Таким вот образом мое дело получило развязку. Христос-человек посредством художественного образа передал мне, что я не должна больше страдать, что Он все берет на себя. Мне кажется, я даже услышала тихий голос: «Иди с миром», и тут же припомнился другой голос, который постоянно звучал в ушах: «Эля». В этот раз он звучал как «Кристина». Ну вот, старший еврейский философ и младший позволили пасть перед ними на колени и слезами омыть ноги… Раз уж я нашла в себе силы, они меня в этой силе утверждали. Я вышла из музея счастливая. Я ощущала легкость. Ту самую, которую испытала на ступеньках деревенского дома, познав любовь, и раньше, познав музыку Баха, а теперь — познавая милосердие. Для меня кончилось время покаяния, которое одновременно являлось временем смерти.

Где-то через час ты вернешься в отель. Мы пойдем на ужин. Я жду тебя, Анджей.

Письмо шестое

Тогда, после возвращения из Кельна, ты сразу поехал в клинику, а я на Новаковскую. Когда я оказалась перед дверьми с табличкой «Кристина и Анджей Кожецкие», то возникло ощущение, что я нахожусь тут впервые. Я открыла дверь своим ключом и переступила через порог, точнее, сама себя перенесла через этот порог. Так я первый раз почувствовала, что нахожусь дома. Не у тебя, не у Михала, а просто у себя.

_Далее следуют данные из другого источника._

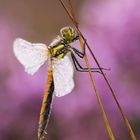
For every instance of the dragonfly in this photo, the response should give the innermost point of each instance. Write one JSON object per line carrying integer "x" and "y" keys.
{"x": 61, "y": 58}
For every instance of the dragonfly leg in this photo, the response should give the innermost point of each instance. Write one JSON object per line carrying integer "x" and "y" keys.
{"x": 81, "y": 69}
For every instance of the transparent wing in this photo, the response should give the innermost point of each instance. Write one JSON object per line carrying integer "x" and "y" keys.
{"x": 63, "y": 76}
{"x": 31, "y": 55}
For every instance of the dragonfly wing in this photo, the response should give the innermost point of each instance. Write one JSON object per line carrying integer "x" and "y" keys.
{"x": 63, "y": 76}
{"x": 31, "y": 55}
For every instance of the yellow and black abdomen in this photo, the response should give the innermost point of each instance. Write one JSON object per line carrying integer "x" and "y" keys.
{"x": 59, "y": 51}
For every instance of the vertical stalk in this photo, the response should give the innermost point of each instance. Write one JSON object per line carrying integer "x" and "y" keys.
{"x": 73, "y": 19}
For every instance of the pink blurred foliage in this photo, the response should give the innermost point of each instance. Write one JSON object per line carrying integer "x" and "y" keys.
{"x": 112, "y": 29}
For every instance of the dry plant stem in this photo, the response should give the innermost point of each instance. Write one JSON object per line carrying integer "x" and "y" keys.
{"x": 108, "y": 128}
{"x": 110, "y": 133}
{"x": 73, "y": 19}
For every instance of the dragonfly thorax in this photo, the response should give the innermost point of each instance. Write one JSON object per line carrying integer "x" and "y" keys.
{"x": 68, "y": 34}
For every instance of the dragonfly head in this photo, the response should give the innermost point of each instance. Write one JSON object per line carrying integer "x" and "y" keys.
{"x": 69, "y": 34}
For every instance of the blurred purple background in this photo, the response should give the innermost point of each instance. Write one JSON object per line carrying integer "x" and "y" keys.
{"x": 112, "y": 29}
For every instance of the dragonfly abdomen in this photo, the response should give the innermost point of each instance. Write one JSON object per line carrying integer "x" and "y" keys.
{"x": 46, "y": 106}
{"x": 59, "y": 51}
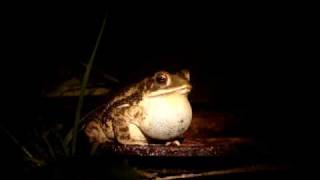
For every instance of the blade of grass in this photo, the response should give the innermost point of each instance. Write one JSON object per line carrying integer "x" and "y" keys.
{"x": 83, "y": 87}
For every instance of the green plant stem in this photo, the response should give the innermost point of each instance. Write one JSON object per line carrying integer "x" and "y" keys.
{"x": 83, "y": 87}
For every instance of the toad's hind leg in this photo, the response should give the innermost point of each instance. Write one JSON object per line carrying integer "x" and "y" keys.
{"x": 126, "y": 132}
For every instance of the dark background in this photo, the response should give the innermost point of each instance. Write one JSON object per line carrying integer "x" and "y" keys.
{"x": 247, "y": 59}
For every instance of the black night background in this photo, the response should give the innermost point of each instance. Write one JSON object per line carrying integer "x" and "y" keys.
{"x": 246, "y": 60}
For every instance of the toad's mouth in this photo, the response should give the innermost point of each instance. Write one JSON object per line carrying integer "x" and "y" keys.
{"x": 183, "y": 90}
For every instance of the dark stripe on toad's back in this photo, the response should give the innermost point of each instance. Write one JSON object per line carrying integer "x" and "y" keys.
{"x": 124, "y": 136}
{"x": 124, "y": 129}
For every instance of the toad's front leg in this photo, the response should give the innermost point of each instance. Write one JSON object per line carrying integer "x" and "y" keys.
{"x": 125, "y": 131}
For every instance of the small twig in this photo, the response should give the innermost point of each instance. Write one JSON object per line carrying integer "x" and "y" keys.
{"x": 221, "y": 172}
{"x": 45, "y": 139}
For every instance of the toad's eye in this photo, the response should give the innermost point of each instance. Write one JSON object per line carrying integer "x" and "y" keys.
{"x": 161, "y": 78}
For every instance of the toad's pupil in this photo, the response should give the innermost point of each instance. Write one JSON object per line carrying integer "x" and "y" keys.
{"x": 161, "y": 79}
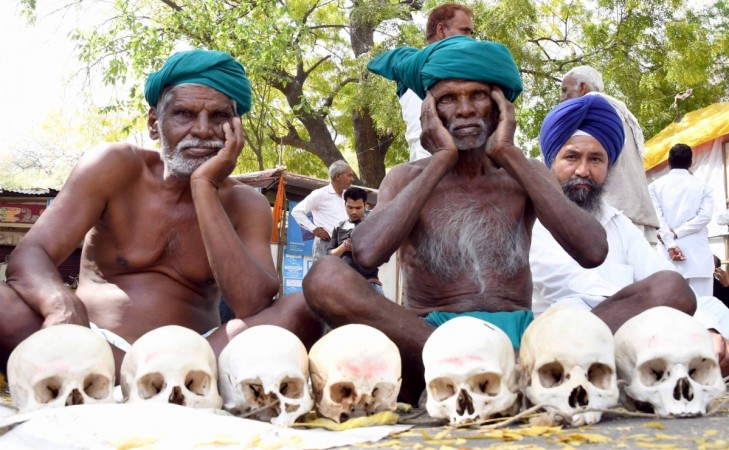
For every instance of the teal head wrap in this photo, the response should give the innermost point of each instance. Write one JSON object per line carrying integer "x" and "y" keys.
{"x": 457, "y": 57}
{"x": 215, "y": 69}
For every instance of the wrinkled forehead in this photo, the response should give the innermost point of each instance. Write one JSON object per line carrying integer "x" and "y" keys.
{"x": 583, "y": 144}
{"x": 455, "y": 84}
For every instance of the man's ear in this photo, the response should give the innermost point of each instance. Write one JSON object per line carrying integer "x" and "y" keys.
{"x": 153, "y": 124}
{"x": 440, "y": 30}
{"x": 584, "y": 88}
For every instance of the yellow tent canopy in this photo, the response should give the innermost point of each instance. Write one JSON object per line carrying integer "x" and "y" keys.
{"x": 695, "y": 128}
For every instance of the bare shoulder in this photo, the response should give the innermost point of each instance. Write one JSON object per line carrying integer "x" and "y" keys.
{"x": 401, "y": 175}
{"x": 237, "y": 196}
{"x": 116, "y": 160}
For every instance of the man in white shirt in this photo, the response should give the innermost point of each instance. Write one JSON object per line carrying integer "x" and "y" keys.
{"x": 326, "y": 206}
{"x": 633, "y": 277}
{"x": 684, "y": 205}
{"x": 449, "y": 19}
{"x": 627, "y": 188}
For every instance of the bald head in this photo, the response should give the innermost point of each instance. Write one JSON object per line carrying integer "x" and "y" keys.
{"x": 579, "y": 81}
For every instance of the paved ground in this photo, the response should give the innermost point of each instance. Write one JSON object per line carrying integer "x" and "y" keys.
{"x": 617, "y": 429}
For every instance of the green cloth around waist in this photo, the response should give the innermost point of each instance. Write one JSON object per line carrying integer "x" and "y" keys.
{"x": 513, "y": 323}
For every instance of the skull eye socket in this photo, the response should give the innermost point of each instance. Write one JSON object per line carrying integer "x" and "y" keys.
{"x": 150, "y": 385}
{"x": 702, "y": 370}
{"x": 653, "y": 372}
{"x": 383, "y": 390}
{"x": 485, "y": 383}
{"x": 343, "y": 393}
{"x": 441, "y": 388}
{"x": 600, "y": 375}
{"x": 96, "y": 386}
{"x": 552, "y": 375}
{"x": 253, "y": 391}
{"x": 47, "y": 390}
{"x": 292, "y": 388}
{"x": 197, "y": 382}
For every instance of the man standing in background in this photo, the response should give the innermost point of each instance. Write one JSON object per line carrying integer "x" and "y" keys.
{"x": 326, "y": 207}
{"x": 684, "y": 205}
{"x": 444, "y": 21}
{"x": 626, "y": 189}
{"x": 341, "y": 242}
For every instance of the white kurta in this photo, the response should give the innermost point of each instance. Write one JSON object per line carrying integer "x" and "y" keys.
{"x": 326, "y": 207}
{"x": 626, "y": 187}
{"x": 685, "y": 205}
{"x": 410, "y": 105}
{"x": 560, "y": 280}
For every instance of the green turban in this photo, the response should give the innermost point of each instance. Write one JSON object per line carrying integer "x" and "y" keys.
{"x": 215, "y": 69}
{"x": 457, "y": 57}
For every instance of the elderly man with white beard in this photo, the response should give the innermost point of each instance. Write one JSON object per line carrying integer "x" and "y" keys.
{"x": 164, "y": 233}
{"x": 579, "y": 140}
{"x": 461, "y": 219}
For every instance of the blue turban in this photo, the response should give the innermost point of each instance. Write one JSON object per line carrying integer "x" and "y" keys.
{"x": 215, "y": 69}
{"x": 457, "y": 57}
{"x": 589, "y": 113}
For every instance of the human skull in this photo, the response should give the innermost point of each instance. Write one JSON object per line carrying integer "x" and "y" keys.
{"x": 667, "y": 360}
{"x": 265, "y": 366}
{"x": 568, "y": 364}
{"x": 355, "y": 371}
{"x": 60, "y": 366}
{"x": 469, "y": 371}
{"x": 171, "y": 364}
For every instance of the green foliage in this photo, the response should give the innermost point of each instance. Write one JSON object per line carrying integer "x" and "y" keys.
{"x": 307, "y": 58}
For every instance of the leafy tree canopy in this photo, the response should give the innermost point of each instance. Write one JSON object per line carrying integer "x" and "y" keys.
{"x": 315, "y": 102}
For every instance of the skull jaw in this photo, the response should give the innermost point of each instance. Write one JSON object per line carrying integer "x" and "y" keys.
{"x": 467, "y": 407}
{"x": 179, "y": 395}
{"x": 662, "y": 403}
{"x": 561, "y": 400}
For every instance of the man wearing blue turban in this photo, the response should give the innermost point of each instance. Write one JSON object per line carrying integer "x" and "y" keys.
{"x": 581, "y": 140}
{"x": 167, "y": 232}
{"x": 460, "y": 219}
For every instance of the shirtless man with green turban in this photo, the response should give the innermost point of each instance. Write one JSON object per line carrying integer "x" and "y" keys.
{"x": 165, "y": 232}
{"x": 461, "y": 219}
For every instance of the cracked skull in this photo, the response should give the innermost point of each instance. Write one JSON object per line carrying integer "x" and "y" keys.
{"x": 355, "y": 371}
{"x": 666, "y": 360}
{"x": 171, "y": 364}
{"x": 60, "y": 366}
{"x": 567, "y": 359}
{"x": 264, "y": 375}
{"x": 469, "y": 371}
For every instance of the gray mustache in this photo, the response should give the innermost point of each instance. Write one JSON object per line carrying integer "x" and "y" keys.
{"x": 208, "y": 143}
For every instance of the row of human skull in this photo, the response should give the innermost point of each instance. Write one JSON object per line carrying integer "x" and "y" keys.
{"x": 572, "y": 365}
{"x": 263, "y": 373}
{"x": 569, "y": 362}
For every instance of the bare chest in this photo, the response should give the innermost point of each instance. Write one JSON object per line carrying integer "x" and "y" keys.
{"x": 153, "y": 236}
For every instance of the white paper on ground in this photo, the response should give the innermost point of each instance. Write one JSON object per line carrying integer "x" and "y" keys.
{"x": 166, "y": 426}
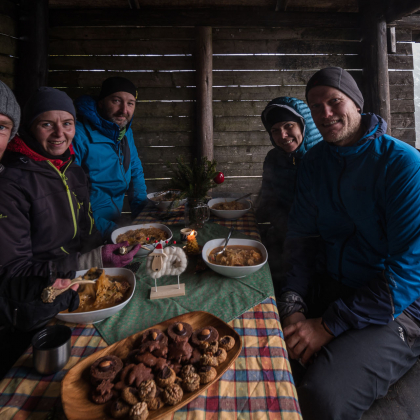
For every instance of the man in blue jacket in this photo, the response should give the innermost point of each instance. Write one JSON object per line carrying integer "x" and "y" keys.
{"x": 105, "y": 149}
{"x": 355, "y": 324}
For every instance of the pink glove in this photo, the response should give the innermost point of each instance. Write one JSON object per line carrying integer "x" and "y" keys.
{"x": 112, "y": 258}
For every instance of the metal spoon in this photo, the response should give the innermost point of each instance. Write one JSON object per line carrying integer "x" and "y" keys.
{"x": 226, "y": 242}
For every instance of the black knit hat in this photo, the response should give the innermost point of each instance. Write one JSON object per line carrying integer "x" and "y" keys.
{"x": 46, "y": 99}
{"x": 339, "y": 79}
{"x": 117, "y": 84}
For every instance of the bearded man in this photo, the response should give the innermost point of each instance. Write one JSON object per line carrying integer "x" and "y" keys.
{"x": 105, "y": 149}
{"x": 354, "y": 323}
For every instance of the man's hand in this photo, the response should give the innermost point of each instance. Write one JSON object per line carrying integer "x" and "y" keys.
{"x": 63, "y": 283}
{"x": 304, "y": 338}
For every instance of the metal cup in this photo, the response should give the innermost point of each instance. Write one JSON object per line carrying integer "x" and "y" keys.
{"x": 51, "y": 349}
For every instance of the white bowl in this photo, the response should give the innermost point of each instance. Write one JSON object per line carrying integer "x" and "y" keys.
{"x": 233, "y": 272}
{"x": 228, "y": 214}
{"x": 163, "y": 205}
{"x": 100, "y": 314}
{"x": 142, "y": 251}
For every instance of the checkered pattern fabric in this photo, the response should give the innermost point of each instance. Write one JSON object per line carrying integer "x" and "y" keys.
{"x": 259, "y": 385}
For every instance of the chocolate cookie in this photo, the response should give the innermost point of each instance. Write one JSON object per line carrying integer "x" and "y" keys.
{"x": 220, "y": 355}
{"x": 180, "y": 352}
{"x": 130, "y": 395}
{"x": 187, "y": 370}
{"x": 227, "y": 342}
{"x": 207, "y": 374}
{"x": 139, "y": 411}
{"x": 106, "y": 368}
{"x": 191, "y": 382}
{"x": 119, "y": 409}
{"x": 147, "y": 390}
{"x": 173, "y": 394}
{"x": 165, "y": 377}
{"x": 206, "y": 334}
{"x": 179, "y": 331}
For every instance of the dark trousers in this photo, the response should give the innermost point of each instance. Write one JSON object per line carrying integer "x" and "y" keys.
{"x": 356, "y": 368}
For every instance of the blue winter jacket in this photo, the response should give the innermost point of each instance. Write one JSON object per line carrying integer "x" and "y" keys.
{"x": 113, "y": 168}
{"x": 280, "y": 168}
{"x": 364, "y": 202}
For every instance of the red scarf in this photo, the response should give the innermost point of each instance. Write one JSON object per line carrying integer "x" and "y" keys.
{"x": 19, "y": 146}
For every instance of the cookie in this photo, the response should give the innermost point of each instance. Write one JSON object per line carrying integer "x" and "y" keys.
{"x": 106, "y": 368}
{"x": 139, "y": 411}
{"x": 186, "y": 370}
{"x": 147, "y": 390}
{"x": 179, "y": 331}
{"x": 130, "y": 395}
{"x": 207, "y": 359}
{"x": 206, "y": 334}
{"x": 119, "y": 409}
{"x": 173, "y": 394}
{"x": 227, "y": 342}
{"x": 180, "y": 352}
{"x": 207, "y": 374}
{"x": 220, "y": 355}
{"x": 165, "y": 377}
{"x": 191, "y": 382}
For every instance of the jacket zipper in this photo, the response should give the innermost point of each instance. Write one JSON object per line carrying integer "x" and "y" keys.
{"x": 63, "y": 178}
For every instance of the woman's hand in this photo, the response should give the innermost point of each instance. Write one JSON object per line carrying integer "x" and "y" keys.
{"x": 63, "y": 283}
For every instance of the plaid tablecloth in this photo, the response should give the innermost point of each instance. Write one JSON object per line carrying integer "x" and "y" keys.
{"x": 258, "y": 386}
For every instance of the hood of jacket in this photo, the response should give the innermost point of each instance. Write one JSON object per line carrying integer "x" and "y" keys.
{"x": 311, "y": 135}
{"x": 87, "y": 109}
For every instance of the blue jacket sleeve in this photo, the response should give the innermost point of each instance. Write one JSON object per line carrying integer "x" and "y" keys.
{"x": 137, "y": 193}
{"x": 390, "y": 293}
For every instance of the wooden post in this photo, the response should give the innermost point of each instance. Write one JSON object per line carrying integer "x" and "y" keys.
{"x": 204, "y": 67}
{"x": 375, "y": 62}
{"x": 32, "y": 70}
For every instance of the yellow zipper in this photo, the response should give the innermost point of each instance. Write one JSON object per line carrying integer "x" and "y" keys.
{"x": 63, "y": 178}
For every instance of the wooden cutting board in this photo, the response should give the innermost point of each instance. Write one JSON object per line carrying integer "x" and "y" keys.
{"x": 76, "y": 387}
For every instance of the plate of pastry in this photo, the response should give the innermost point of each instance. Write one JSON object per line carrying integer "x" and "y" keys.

Начинались наилучшие годы. Через несколько дней по приезде я пошла к нашему приходскому ксендзу. Мы разговаривали в ризнице. Он спешил на обед, и я уверила его, что наш разговор будет коротким.

— Я хотела бы окреститься.

Он серьезно посмотрел на меня.

— Почему только сейчас?

— Раньше не была готова.

— Ну что же, прошу представить двух свидетелей, что вас раньше не крестили, посмотрим.

— Но у меня… нет свидетелей…

— Родители живы?

— Нет.

— А семья, родственники какие-нибудь?

— Нет никого.

— Это хуже. — Его глаза неожиданно оживились на оплывшем жиром лице. — В таком случае двух свидетелей с места жительства. Вы из Варшавы?

— Пан ксендз, я вас очень прошу. Я еврейка, но… хочу принять христианство. У меня есть свидетельство о крещении, но фальшивое, так же как и мои фамилия и имя.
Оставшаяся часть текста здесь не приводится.